Discovery of a dynamically unstable actin homolog, Salactin, through advances in Haloarchaeal imaging

Abstract

Archaea are fascinating extremophilic microorganisms that hold great potential for discoveries in cellular biology. Despite progress made in understanding the archaeal domain through metagenomic, biochemical, and structural information, little is known about how archaeal cells organize their internal cellular components in space and time. Studies of several processes could advance our understanding of archaeal cellular biology, including but not limited to cell shape propagation, cytoskeletal element, DNA replication, and chromosome segregation. While progress in our understanding has been made, further advancements in archaeal cellular biology could be made with the development or adaptation of imaging techniques to the archaeal domain. This thesis describes the usefulness of imaging technologies in progressing our understanding of archaeal cell biology, based on the imaging experience in bacteria and eukaryotes. In addition, two microfluidic devices were adapted for imaging two halophilic archaea, Halobacterium salinarum and Haloferax volcanii, both of which are well-suited for lab work and imaging.
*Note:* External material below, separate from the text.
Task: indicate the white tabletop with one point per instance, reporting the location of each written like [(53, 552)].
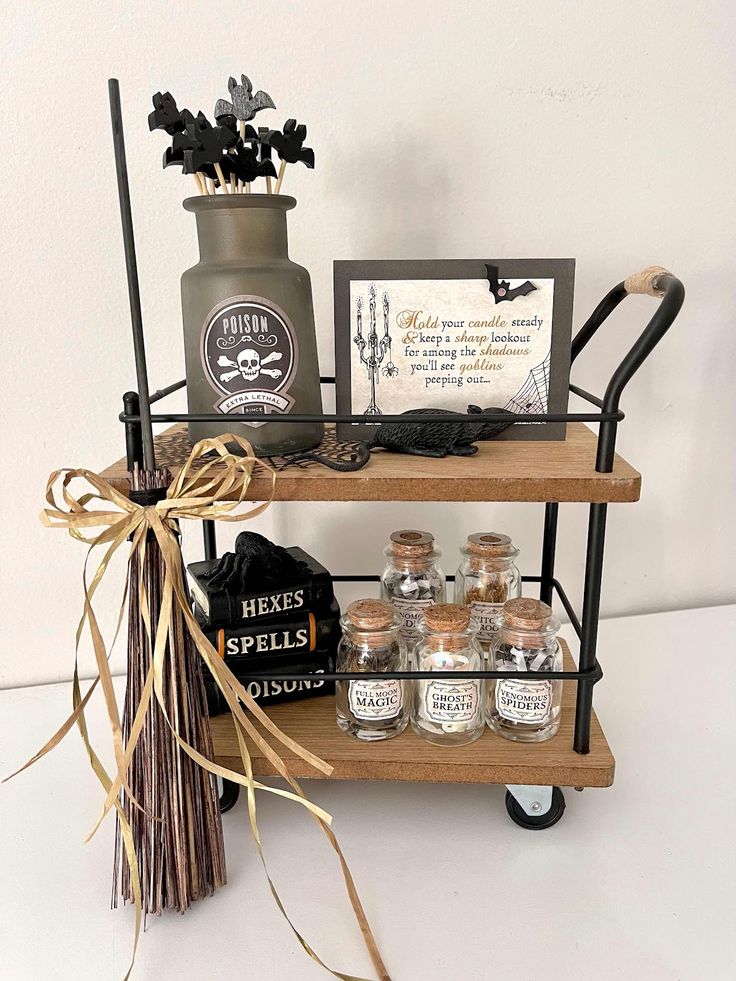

Advances in imaging techniques were used to further our understanding of a haloarchaeal actin homolog, Salactin, in H. salinarum. Salactin was initially thought to be involved in shape like its bacterial counterpart but was unexpectedly shown to be a dynamically unstable filament, similar to microtubule dynamics, and is important in low phosphate conditions when DNA segregation becomes more essential. Taken altogether, this thesis has demonstrated the potential of live-cell imaging in advancing our understanding of the cellular organization of archaeal cells in space and time. With increased live-cell imaging studies in archaea, I expect an explosion of amazing discoveries in archaea in the future.